La femme d'un homme qui
22/09/2013 Coups de coeur
Dans la peau du narrateur qui. Qui ne peut pas être fiable et pourtant. Très grand roman lynchien.
Tu découvres ce livre de 2009 (traduit par Françoise Marel en 2011) quand tu commences à suivre la production plutôt incroyable de Quidam Éditeur, et tu le mets soigneusement de côté, instinctivement alléché. Puis tu t’aperçois que Claro en dit grand bien, d’abord par écrit sur son roboratif blog « Le clavier cannibale », puis par oral lors de la mémorable soirée du 21 mars 2013 chez Charybde, précisément consacrée à Quidam.
Tu plonges tout à coup, et tu réalises vite que tu atteins là sans doute le summum de ce qu’un romancier peut te proposer en jouant avec un « narrateur non fiable ».
Aux côtés de cette femme fétu, femme ballottée, femme jetée sur une piste comme un chien efflanqué cherchant un os par habitude ou par prédestination, tu vis en anorexique et boulimique ni repentie ni soignée, maintenue vaguement à flot par des monceaux de petits cachets dont les noms s’échangent comme de secrets talismans entre initiés, mariée à la va-vite, comme on s’accroche - dans un dernier geste avant de sombrer - à la planche de salut, à Vincent, cadre d’une entreprise florissante de cosmétiques, lancé en bouée salvatrice par ta meilleure amie, prêtresse new age, il y a six mois, et dont on t’apprend justement à l’instant la mort, dans des circonstances pour le moins sordides, dans une chambre d’hôtel, faisant désormais de toi « la femme d’un homme qui »… Qui est mort accidentellement comme David Carradine, ce qui ne pourra désormais que se chuchoter, à voix amortie, en détournant les yeux…

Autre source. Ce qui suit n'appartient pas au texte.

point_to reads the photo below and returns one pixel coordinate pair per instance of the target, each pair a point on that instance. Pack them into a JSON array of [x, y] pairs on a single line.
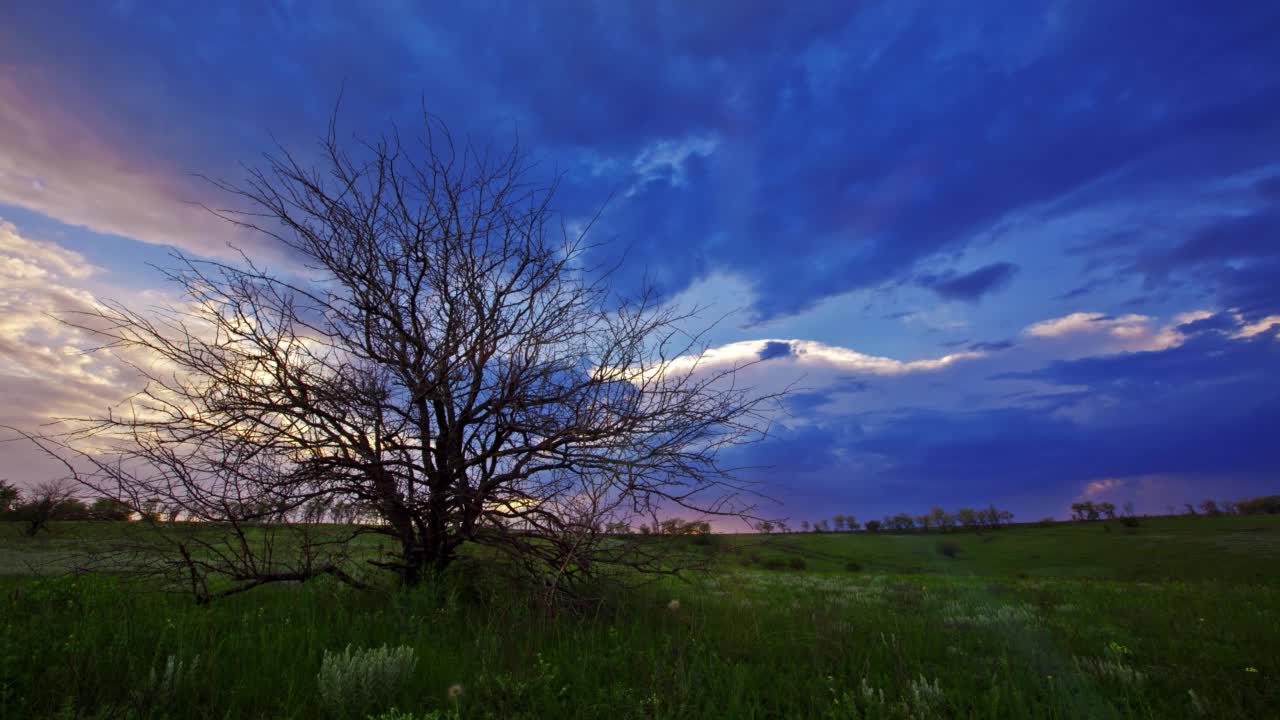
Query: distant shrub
[[357, 682]]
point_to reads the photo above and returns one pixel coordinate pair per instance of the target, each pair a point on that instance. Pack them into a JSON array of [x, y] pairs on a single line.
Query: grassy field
[[1179, 618]]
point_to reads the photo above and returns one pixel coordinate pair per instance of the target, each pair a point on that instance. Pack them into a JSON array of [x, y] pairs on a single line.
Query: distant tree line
[[936, 519]]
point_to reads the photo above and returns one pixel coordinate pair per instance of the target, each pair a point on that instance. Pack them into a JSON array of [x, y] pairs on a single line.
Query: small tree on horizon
[[452, 367]]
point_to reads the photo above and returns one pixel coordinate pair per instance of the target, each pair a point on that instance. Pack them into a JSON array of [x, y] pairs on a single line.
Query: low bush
[[355, 683]]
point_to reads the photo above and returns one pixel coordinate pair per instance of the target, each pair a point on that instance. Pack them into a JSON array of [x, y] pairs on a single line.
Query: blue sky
[[1014, 253]]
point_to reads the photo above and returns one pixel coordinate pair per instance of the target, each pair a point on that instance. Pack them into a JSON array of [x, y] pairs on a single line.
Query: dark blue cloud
[[1206, 409], [969, 286], [776, 349], [854, 144], [816, 151]]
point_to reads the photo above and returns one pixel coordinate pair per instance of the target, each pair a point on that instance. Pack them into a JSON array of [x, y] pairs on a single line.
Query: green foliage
[[356, 682], [949, 548], [109, 509], [1084, 632]]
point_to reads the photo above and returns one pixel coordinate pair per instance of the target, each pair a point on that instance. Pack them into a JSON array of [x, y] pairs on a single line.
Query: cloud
[[64, 165], [1097, 332], [775, 349], [666, 160], [809, 355], [44, 372], [969, 286]]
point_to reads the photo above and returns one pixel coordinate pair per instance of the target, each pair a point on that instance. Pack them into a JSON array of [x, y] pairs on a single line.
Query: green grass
[[1061, 621]]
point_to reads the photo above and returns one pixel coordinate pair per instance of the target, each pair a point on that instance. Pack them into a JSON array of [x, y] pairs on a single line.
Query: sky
[[1006, 253]]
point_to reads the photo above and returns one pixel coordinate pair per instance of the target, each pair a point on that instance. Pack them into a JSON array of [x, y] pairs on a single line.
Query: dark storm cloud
[[970, 286]]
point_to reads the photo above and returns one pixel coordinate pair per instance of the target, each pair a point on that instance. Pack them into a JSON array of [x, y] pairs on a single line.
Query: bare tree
[[42, 504], [448, 369], [9, 496]]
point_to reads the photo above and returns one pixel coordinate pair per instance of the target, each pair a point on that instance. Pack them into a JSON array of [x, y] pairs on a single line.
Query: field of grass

Tu ne sais pas vraiment d’où te vient cette impulsion, suivant la découverte de quelques incohérences et mensonges peut-être pas anodins, en démarrant les démarches funéraires, impulsion qui te pousse à partir, séance tenante, et à remonter la piste des derniers jours de feu ton mari, découvrant vite à chaque pas d’insondables chausse-trappes, dont tu n’es pas sûre de comprendre la teneur, mais qui dessinent toutefois peu à peu une horreur à faire frémir le Dantec de l’époque lointaine où il écrivait, à nimber ton chemin d’une aura que l’on croyait jusqu’ici réservée à David Lynch, et à conforter le constat évident que tout est marchandise, que des employés à la CLEER peuvent faire briller de mille feux élégants, racés, richement dotés en frais de mission et quasi-mystiques.

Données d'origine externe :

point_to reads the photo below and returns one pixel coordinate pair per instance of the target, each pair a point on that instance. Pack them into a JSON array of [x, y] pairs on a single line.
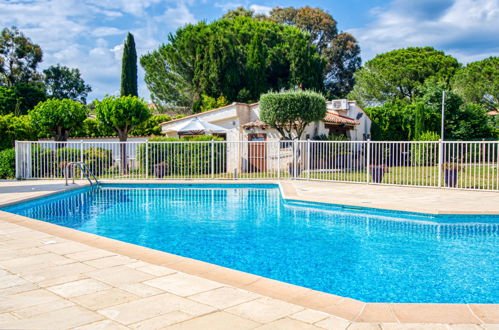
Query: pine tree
[[129, 68]]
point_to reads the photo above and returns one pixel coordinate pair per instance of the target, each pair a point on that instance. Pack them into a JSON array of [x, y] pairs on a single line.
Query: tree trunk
[[123, 136]]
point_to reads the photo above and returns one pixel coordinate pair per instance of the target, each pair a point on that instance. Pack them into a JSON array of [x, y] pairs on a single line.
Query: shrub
[[425, 153], [58, 117], [91, 127], [183, 158], [15, 128], [289, 112], [7, 164]]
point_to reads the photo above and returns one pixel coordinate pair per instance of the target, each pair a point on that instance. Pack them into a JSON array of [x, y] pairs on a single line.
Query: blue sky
[[88, 34]]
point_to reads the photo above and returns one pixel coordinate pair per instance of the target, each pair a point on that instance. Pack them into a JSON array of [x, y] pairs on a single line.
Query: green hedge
[[7, 164], [15, 128], [185, 158]]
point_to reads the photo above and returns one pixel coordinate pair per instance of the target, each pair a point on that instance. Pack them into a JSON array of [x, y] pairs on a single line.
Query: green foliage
[[15, 128], [400, 74], [478, 82], [393, 121], [20, 98], [58, 117], [7, 100], [425, 154], [400, 120], [341, 52], [180, 159], [289, 112], [239, 12], [62, 82], [469, 122], [224, 57], [150, 126], [19, 57], [122, 114], [7, 163], [91, 127], [129, 68], [213, 103]]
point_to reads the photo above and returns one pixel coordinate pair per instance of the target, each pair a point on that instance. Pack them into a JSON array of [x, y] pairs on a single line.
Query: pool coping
[[347, 308]]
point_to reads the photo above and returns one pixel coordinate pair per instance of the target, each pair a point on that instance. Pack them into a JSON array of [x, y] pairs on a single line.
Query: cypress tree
[[129, 68]]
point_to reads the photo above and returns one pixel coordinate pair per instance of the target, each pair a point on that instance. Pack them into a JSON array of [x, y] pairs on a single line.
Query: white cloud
[[258, 9], [467, 29], [106, 31], [86, 33], [178, 16]]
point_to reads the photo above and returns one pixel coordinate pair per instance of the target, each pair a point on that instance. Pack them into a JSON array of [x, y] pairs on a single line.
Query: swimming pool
[[365, 254]]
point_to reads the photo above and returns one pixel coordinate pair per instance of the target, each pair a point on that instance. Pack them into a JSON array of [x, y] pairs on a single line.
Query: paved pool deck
[[56, 277]]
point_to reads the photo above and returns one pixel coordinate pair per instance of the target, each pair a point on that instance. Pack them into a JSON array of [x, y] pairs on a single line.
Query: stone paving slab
[[155, 297], [56, 277]]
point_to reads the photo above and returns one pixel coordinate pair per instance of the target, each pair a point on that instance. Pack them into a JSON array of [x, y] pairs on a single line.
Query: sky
[[89, 34]]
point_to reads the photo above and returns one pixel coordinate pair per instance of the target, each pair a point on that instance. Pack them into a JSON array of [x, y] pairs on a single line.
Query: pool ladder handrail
[[84, 169]]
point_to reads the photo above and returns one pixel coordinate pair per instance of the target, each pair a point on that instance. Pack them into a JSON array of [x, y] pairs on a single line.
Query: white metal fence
[[460, 165]]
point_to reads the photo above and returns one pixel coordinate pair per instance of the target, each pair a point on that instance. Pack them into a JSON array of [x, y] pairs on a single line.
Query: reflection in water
[[372, 256]]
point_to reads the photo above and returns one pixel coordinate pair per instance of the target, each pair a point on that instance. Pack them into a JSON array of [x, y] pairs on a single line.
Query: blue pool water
[[370, 255]]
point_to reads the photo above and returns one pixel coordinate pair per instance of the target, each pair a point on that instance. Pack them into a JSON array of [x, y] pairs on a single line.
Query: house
[[242, 122]]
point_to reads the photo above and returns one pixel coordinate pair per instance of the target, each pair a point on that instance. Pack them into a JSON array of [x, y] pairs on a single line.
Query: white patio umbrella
[[198, 126]]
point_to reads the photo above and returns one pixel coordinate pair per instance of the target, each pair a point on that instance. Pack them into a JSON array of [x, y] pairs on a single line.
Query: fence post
[[81, 159], [212, 159], [278, 159], [17, 159], [368, 159], [147, 159], [440, 161], [308, 159], [295, 160]]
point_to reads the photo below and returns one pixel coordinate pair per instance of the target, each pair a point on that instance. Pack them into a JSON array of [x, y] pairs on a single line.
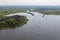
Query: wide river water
[[39, 27]]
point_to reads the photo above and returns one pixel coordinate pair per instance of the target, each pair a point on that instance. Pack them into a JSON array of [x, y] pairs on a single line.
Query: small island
[[12, 22]]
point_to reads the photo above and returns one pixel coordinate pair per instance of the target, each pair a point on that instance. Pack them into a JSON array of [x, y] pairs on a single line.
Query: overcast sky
[[30, 2]]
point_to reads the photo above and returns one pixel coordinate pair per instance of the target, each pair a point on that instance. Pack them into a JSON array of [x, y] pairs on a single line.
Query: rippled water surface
[[39, 27]]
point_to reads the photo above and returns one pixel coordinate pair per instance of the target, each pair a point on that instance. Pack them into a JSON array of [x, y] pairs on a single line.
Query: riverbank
[[12, 22]]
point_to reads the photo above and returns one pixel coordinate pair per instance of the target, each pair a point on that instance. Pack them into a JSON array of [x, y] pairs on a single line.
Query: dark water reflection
[[37, 28]]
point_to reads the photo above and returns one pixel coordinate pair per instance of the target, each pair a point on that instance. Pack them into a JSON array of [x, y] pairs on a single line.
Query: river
[[38, 27]]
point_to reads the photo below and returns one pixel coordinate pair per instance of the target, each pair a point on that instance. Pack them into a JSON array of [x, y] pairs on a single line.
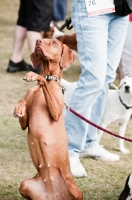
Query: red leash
[[95, 125]]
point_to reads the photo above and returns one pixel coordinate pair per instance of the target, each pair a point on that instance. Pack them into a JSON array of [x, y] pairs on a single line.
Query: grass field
[[105, 180]]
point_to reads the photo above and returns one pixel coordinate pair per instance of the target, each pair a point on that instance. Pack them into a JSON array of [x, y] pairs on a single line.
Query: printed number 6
[[92, 2]]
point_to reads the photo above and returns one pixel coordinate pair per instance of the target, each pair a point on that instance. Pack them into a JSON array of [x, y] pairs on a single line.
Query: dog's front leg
[[121, 131]]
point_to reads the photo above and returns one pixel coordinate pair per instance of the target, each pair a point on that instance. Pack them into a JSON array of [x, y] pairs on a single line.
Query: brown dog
[[42, 112]]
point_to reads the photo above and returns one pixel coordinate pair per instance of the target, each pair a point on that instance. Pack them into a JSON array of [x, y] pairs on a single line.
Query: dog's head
[[126, 194], [126, 85], [52, 55]]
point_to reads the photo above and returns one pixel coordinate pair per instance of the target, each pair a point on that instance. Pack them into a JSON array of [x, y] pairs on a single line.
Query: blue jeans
[[100, 42]]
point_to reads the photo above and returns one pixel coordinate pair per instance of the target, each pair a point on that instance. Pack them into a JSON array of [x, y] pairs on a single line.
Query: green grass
[[105, 180]]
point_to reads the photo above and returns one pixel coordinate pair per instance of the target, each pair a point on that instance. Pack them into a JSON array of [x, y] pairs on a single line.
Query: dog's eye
[[54, 42]]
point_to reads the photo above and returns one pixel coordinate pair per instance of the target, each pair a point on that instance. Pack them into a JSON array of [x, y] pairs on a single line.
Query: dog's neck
[[49, 69]]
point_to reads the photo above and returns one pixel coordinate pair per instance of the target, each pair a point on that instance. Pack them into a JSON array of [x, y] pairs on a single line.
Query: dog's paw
[[124, 150], [31, 76], [20, 109]]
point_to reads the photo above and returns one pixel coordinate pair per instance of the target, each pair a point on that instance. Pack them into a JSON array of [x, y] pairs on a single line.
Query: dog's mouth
[[40, 53]]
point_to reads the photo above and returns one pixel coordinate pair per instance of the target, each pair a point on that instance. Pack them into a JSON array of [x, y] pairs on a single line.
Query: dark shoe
[[15, 67], [36, 70]]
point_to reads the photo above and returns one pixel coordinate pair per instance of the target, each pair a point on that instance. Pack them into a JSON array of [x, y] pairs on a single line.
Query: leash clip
[[67, 107]]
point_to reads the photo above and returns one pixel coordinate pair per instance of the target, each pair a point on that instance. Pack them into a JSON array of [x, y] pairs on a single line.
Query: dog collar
[[52, 78], [56, 79], [127, 107]]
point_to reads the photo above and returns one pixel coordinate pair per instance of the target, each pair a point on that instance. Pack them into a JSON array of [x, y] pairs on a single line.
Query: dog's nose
[[127, 87], [38, 41]]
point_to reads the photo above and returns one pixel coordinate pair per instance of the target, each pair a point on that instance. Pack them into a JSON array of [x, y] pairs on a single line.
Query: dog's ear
[[67, 56], [35, 60], [122, 81]]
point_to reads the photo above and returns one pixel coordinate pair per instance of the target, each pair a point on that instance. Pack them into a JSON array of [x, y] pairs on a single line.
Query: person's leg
[[17, 63], [125, 66], [116, 37], [92, 34], [19, 39], [90, 96], [39, 15]]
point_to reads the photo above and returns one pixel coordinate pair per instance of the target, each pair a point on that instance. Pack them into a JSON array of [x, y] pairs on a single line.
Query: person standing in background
[[125, 66], [34, 16], [100, 40]]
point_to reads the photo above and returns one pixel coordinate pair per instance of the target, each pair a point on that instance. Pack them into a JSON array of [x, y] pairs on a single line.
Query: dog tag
[[99, 7]]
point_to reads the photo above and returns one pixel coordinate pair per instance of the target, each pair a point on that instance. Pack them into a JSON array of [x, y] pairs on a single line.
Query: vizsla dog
[[42, 112]]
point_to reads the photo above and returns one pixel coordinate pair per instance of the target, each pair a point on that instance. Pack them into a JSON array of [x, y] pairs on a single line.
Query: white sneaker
[[76, 167], [99, 152]]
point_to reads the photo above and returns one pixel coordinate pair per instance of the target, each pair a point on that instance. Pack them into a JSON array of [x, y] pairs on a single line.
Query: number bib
[[99, 7]]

Tu fonces en cercles qui finissent pourtant par faire ligne, en émettant toujours davantage de bribes d’un langage haché, cru, violent, difficile à suivre clairement, à petites goulées rageuses dont tu ne sais pas, au fond, si tu cherches à y aspirer de l’air pour survivre ou de l’eau poisseuse pour te noyer, définitivement.
Tu comprends en avançant que si tout ici est écrit à la deuxième personne, ce n’est certainement ni neutre ni gratuit.
Tu savoures le bonheur d’une grande lecture qui te change.